この本の帯には、
「めまいをめぐる時空の旅へ めまい平衡医学を解き明かす、
ちょっと変わった入門書ができました!」
と書いてあります。
確かに、めまいというものを理解する入門書とも、
言えないわけではありませんが、
もっとバックグラウンドを広くもつためのサブ教本的な感じです。
まったく平衡の生理を知らないと難しい部分もありますが、
少し知っている人間にとっては、
非常に面白い(と僕は思います)。
たとえば、
西洋・東洋、あるいはわが国において、
「めまい」あるいはめまいであろうと思われる記述として、
初めて歴史に記載があったのは
いつ頃、どんな書物であったかとか。
古くはローマ神話における
オウィディウスの『変身物語』の中の一節や
医学的にはカッパドキアのアレテウスの著作に
めまいの記載があるそうです。
東洋のめまいの源流は
『黄帝内経』に見ることができるそうです。
(これは(最初かどうかはともかく)僕も知っていました。
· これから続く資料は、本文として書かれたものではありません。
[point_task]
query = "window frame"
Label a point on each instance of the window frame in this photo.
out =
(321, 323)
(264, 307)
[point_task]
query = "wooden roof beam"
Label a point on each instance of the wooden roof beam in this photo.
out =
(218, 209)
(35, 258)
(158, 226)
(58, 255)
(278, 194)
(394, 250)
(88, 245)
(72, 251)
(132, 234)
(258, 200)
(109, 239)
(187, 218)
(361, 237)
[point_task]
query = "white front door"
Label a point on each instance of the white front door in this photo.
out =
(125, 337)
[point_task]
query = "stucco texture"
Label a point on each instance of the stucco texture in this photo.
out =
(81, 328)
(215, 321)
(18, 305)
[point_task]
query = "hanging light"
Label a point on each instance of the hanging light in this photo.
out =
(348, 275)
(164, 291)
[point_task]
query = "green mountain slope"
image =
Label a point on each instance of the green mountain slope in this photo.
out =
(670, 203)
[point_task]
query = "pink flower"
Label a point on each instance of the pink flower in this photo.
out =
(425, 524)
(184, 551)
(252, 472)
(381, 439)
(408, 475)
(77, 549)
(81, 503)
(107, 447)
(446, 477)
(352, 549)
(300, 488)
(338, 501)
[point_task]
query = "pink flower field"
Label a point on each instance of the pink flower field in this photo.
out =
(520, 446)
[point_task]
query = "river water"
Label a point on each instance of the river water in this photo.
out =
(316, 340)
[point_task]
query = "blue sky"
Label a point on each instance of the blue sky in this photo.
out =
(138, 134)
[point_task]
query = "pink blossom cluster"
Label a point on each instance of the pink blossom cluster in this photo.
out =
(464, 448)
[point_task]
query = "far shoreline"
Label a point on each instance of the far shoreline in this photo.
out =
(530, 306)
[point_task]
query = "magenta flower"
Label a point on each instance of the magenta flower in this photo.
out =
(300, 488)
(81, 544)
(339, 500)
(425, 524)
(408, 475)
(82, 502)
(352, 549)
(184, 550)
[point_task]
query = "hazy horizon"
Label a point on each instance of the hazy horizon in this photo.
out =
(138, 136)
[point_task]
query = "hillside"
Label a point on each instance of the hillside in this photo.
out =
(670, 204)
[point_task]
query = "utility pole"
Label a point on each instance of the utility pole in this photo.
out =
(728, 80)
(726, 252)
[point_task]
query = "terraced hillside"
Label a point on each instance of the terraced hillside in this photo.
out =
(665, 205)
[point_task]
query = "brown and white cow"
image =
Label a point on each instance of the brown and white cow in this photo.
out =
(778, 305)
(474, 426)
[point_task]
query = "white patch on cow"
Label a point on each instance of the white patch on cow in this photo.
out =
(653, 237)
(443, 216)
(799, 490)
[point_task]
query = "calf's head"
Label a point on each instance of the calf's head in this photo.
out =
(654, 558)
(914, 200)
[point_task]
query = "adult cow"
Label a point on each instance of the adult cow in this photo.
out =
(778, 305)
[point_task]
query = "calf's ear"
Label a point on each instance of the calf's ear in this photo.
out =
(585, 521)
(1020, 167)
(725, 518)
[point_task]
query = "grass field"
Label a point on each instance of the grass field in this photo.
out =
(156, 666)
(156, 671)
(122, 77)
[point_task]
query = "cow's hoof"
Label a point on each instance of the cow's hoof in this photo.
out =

)
わが国におけるめまいの最初記載は、
平安時代の『和名類聚抄』と呼ばれる書物であり、
眼振の記載は、平安末期から鎌倉初期に
書かれたとされる『病草子』という絵巻物らしい。
『和名類聚抄』は名前くらいは知っていましたが、
『病草子」というのは初めて知りました。
そのほか、この本には、めまい平衡医学が、
ファロッピオ、スカルパによって解剖学が開かれ、
生理学としては、フルーラン、ブロイアー、エヴァルド、トゥリオを経て、
バラニーのノーベル賞へと続く歴史や、
めまいの代名詞メニエールのことも書かれています。
といっても、単に歴史だけが書かれているのではなく、
そうした知見をもとに現在のVEMPなどの最新の検査のことや、
メニエール病や良性発作性頭位めまい症、
前庭神経炎から上半規管裂隙症候群の話まで網羅してあります。
そして最後に、
文学・芸術作品にも言及されています。
特に、ヒッチコックの『めまいvertigo』の話や、
ゴッホの作品とその生涯とめまいの関連などは、
非常に面白いと思います。
まあ、一般向けの本ではありませんが、
めまいを特に専門にやっている人、
これから専門にやろうとしている人にとっては、
自分のバックグラウンドを広く、深くさせるためには、
一読しておくといい本だと思います。